Keywords: EDA, time series analysis, regression, recommendation system
You can find our project website here
You can find our code&slides here
Bilibili Analysis
2023/10
Utilized techniques such as ANOVA, two-way ANOVA, and ANCOVA to quantify the significant impact of factors such as tags, gender, video length, and their interactions on the number of followers.
Employed GMM fitting to determine the boundary between long, medium, and short videos on Bilibili with 6.17 and 18 minutes and explored the relationship between video length and the number of followers.
Conducted variable selection using methods such as RandomForest, Lasso,XGBoost and HDCSIS to identify the most relevant variables to the number of followers for further analysis.
Utilized methods such as weighted least squares, generalized linear models, and other 5 models for regression analysis and provided model interpretations.
Used K-medoids for content creator classification and designed underestimation mechanism to identify the most promising and cost-effective categories and video formats. Provided recommendations for content creator positioning.
You can find our project paper here
You can find our code&slides here
Exploratory Analysis on Customer Segmentation Data
2023/5
Abstract In this post, we used data from kaggle related to credit card customers. We first carry out sufficient data preprocessing, including data cleaning, data description and brief statistics description. After a series of variable adjustment and principal component analysis, we divided users into four categories, and each group showed unique consumption habits and credit behavior. We also selected data related to credit limit according to distance correlation, and classified customers by KMeans algorithm according to these data, and obtained customer groups with low credit, medium credit and high credit. We also perform regression analysis on the credit limit, and give a classification-based random forest regression method that performs better than the ordinary random forest regression. Finally, we also discuss the mainstream clustering methods and the reasons for choosing KMeans in this dataset.

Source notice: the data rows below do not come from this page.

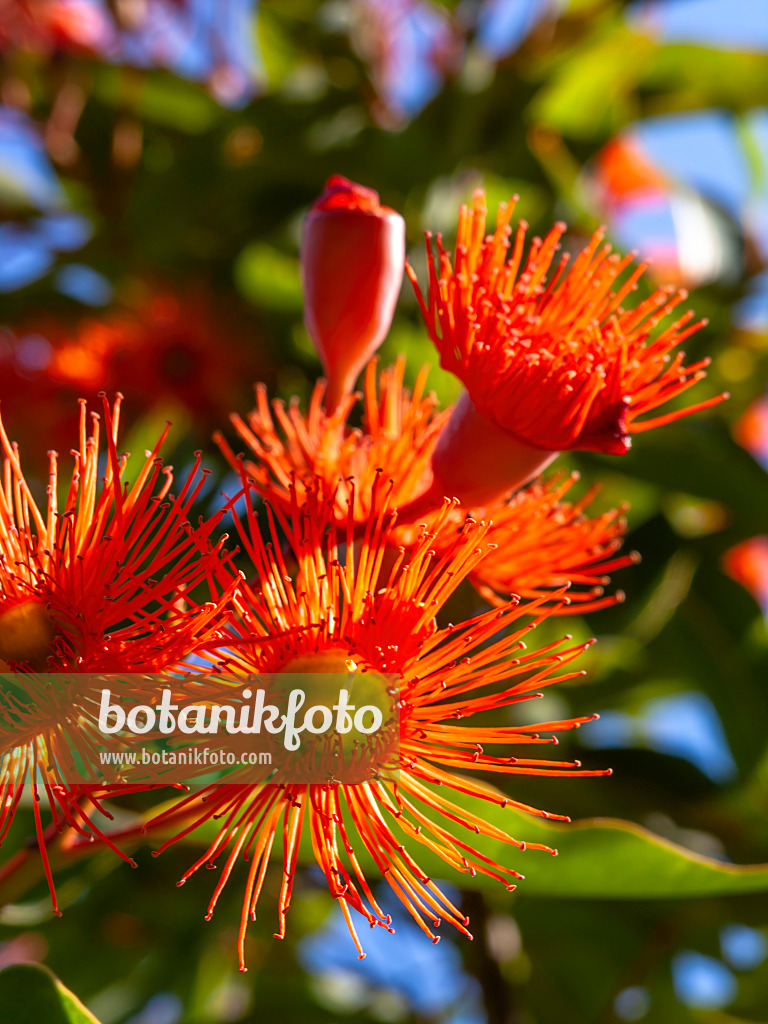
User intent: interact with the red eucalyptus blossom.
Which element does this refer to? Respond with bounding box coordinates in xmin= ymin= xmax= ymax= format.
xmin=0 ymin=396 xmax=234 ymax=911
xmin=149 ymin=483 xmax=609 ymax=968
xmin=407 ymin=190 xmax=727 ymax=505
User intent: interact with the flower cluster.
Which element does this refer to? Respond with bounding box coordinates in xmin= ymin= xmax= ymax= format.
xmin=0 ymin=175 xmax=724 ymax=965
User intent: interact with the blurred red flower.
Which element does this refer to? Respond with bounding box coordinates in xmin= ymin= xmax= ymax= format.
xmin=722 ymin=537 xmax=768 ymax=609
xmin=2 ymin=285 xmax=266 ymax=457
xmin=593 ymin=137 xmax=670 ymax=211
xmin=734 ymin=394 xmax=768 ymax=464
xmin=0 ymin=0 xmax=113 ymax=55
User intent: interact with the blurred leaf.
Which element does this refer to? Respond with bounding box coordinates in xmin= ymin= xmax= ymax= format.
xmin=0 ymin=963 xmax=102 ymax=1024
xmin=529 ymin=27 xmax=654 ymax=138
xmin=235 ymin=242 xmax=303 ymax=311
xmin=565 ymin=0 xmax=613 ymax=11
xmin=600 ymin=423 xmax=768 ymax=539
xmin=138 ymin=78 xmax=221 ymax=134
xmin=93 ymin=69 xmax=220 ymax=134
xmin=651 ymin=564 xmax=768 ymax=777
xmin=122 ymin=404 xmax=190 ymax=470
xmin=568 ymin=464 xmax=662 ymax=525
xmin=378 ymin=319 xmax=463 ymax=404
xmin=417 ymin=799 xmax=768 ymax=899
xmin=257 ymin=7 xmax=299 ymax=89
xmin=644 ymin=46 xmax=768 ymax=108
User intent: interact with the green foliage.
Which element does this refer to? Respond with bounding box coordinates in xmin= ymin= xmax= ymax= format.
xmin=235 ymin=241 xmax=303 ymax=310
xmin=0 ymin=964 xmax=103 ymax=1024
xmin=415 ymin=801 xmax=768 ymax=899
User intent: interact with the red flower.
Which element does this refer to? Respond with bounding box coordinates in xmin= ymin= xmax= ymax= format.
xmin=407 ymin=190 xmax=727 ymax=504
xmin=593 ymin=137 xmax=670 ymax=210
xmin=216 ymin=357 xmax=447 ymax=537
xmin=722 ymin=537 xmax=768 ymax=609
xmin=0 ymin=396 xmax=234 ymax=911
xmin=216 ymin=358 xmax=634 ymax=612
xmin=0 ymin=0 xmax=113 ymax=54
xmin=149 ymin=485 xmax=608 ymax=968
xmin=3 ymin=287 xmax=263 ymax=466
xmin=734 ymin=395 xmax=768 ymax=464
xmin=41 ymin=287 xmax=260 ymax=433
xmin=302 ymin=176 xmax=405 ymax=411
xmin=470 ymin=474 xmax=637 ymax=613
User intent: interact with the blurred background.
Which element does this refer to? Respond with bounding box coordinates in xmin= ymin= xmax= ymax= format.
xmin=1 ymin=1 xmax=768 ymax=1022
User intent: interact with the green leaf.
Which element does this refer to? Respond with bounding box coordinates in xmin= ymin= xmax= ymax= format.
xmin=172 ymin=788 xmax=768 ymax=901
xmin=598 ymin=422 xmax=768 ymax=539
xmin=93 ymin=68 xmax=220 ymax=134
xmin=0 ymin=964 xmax=102 ymax=1024
xmin=644 ymin=45 xmax=768 ymax=109
xmin=529 ymin=27 xmax=655 ymax=138
xmin=411 ymin=797 xmax=768 ymax=899
xmin=235 ymin=242 xmax=303 ymax=310
xmin=257 ymin=7 xmax=299 ymax=89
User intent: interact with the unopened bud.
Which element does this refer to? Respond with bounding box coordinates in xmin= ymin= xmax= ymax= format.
xmin=302 ymin=175 xmax=405 ymax=411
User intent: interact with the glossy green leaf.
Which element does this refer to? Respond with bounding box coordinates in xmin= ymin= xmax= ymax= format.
xmin=174 ymin=789 xmax=768 ymax=901
xmin=0 ymin=964 xmax=102 ymax=1024
xmin=416 ymin=798 xmax=768 ymax=899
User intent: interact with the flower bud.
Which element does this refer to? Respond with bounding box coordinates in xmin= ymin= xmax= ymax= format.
xmin=301 ymin=175 xmax=405 ymax=410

Keywords: PCA , KMeans , Regression , Clustering ,Dimension Reduction,Feature selection
You can find our project paper here
You can find our slides here
Exploratory Data Mining Based on New York City Taxi Data
2022/10
- Based on Pyspark, 6 million taxi data were cleaned and preprocessed, and data visualization was performed using heat maps, Sankey diagrams, etc.
- Polynomial regression fitting is used to infer the taxi fare method in New York, and reasonable vehicle dispatch suggestions are provided to taxi drivers in various regions to maximize profits.
- Combining the Spearman coefficient, random forest regression analysis, and XGboost regression analysis the relationship and importance of different factors (such as period, urban area, number of people) and taxi travel prices were obtained.